“Did you find anything worth salvaging?” asked Izabela wistfully.
“I did find this.” Dmitrio took a small glass bottle from his pocket and handed it to her. Purple and pink swirls danced in the light. “It was in a pile of cloth. No idea what Erinn kept in it. Perfume, perhaps. I thought you might like something of hers.”
“This is beautiful! I wonder if I can recreate the effect.” Izabela held it up to the light and turned it over. “Lapis dust mixed with aetherium might act this way,” she mused. She set the bottle aside with a sigh. “I’ll sort it later. Did you figure out what Marta was looking for?”
“Yes. I found a small amber box sitting on the table with the lid twisted off. She never did learn to pick locks. Pity she damaged it so badly. The lip was cut in several places where she pried at it with a knife blade. Inside was a piece of blue velvet. It still held the impression of a key.”
#
“What sort of key? Are you sure it was a key?” asked Mal.
“A very ordinary key. Probably to something impervious to aetherium,” Dmitrio said absently as he sketched in his notebook. He traced the imprint in the velvet. “The key was heavy. Iron perhaps? Four teeth on the blade. Two on this side, one on that and a very short one that was pressed down into the velvet. There may have been more teeth on the top but I don’t see any marks on the box lid to suggest that. The head is very ornate. See the swirls? I would expect to find at least one gemstone set in the middle. See the round indent?”
“So we know what the key looks like. What does it unlock?” asked Teri.
“The lock would be large. A door or a trunk?” Dmitrio picked up the box and studied it. “Amber is rare. I wonder if it has the same origin as the key.”
Mal sorted through a pile of papers on the table that had been pushed aside. “Looks like old notes. I don’t recognize the handwriting. Erinn’s?” She handed a sheet to Dmitrio.

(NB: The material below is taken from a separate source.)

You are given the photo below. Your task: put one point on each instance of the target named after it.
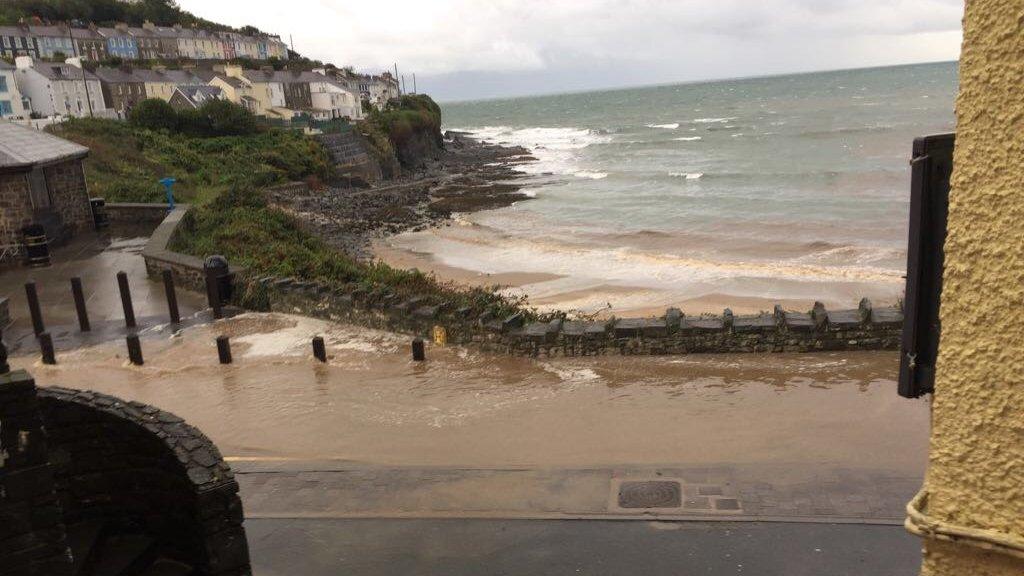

He nodded. “Looks like notes for some project she was working on.” The parchment was yellowed with age and very brittle. Tight handwriting in fading ink detailed ideas for a lock that used sound for a key. “Let’s take these with us. I doubt Marta would leave anything behind of use to her but I might find something of interest in them later.”
Mal found an oak stationary box and put the papers in it. “We should look for other rooms. No ancestor of yours would live without a workshop and at least one storeroom. And where’s the kitchen? Did she just magic in all her food?”
“Highly doubtful. The food would be heavily contaminated by aetherium,” said Dmitrio.
Teri pulled the mattress back down onto the bed. “Here’s a door. It appears to be a kitchen and workshop all in one. No traps here either.”
“So probably not another way into it,” said Mal. Her aetherium detector gauges swung around wildly. “There’s something in there.”
“I see vines and an overgrown herb garden,” said Teri. “Hand me your lantern. The plants are blocking the skylights.” He held the lantern high and entered the room slowly. He jumped as something lunged and snapped at him. He stumbled backwards over the edge of a rug.
Dmitrio steadied him, his hand coming to rest on Teri’s back as he overbalanced. “Easy. It’s just a flytrap.” A slight tremor in his voice gave away the calm of his words.
“There must be large flies down here,” grumbled Mal.
“Mousetrap?” asked Teri.
Dmitrio stepped past him. “Easy,” he murmured to the plant. He conjured a ball of light. The plant’s snapping flower followed the light up and back to the wall. Dmitrio left the ball hovering just out of its reach. Teri and Mal followed, staying to the far wall.
“I found more notes,” said Mal. “I’ll add them to your box. And here’s something you’ll want to look at now. Marta wrote in the margins of these.”
“Bring them. We can look them over once we’re back outside. Anything else?” The ball of light wavered and faded briefly. “We should hurry,” he added.
“Just some old pots and pans, dishes. Not sure what was used for cooking and what for alchemy,” said Teri. “Want any of it? Wait. Here’s something you’d be interested in.” Teri shoved some silver-orange rocks into his satchel.
Dmitrio’s head was pounding. “We need to go now.” The ball of light was fading fast.
Mal and Teri darted out of the room, pulling Dmitrio with them. The plant snapped at them, straining to reach them through the archway.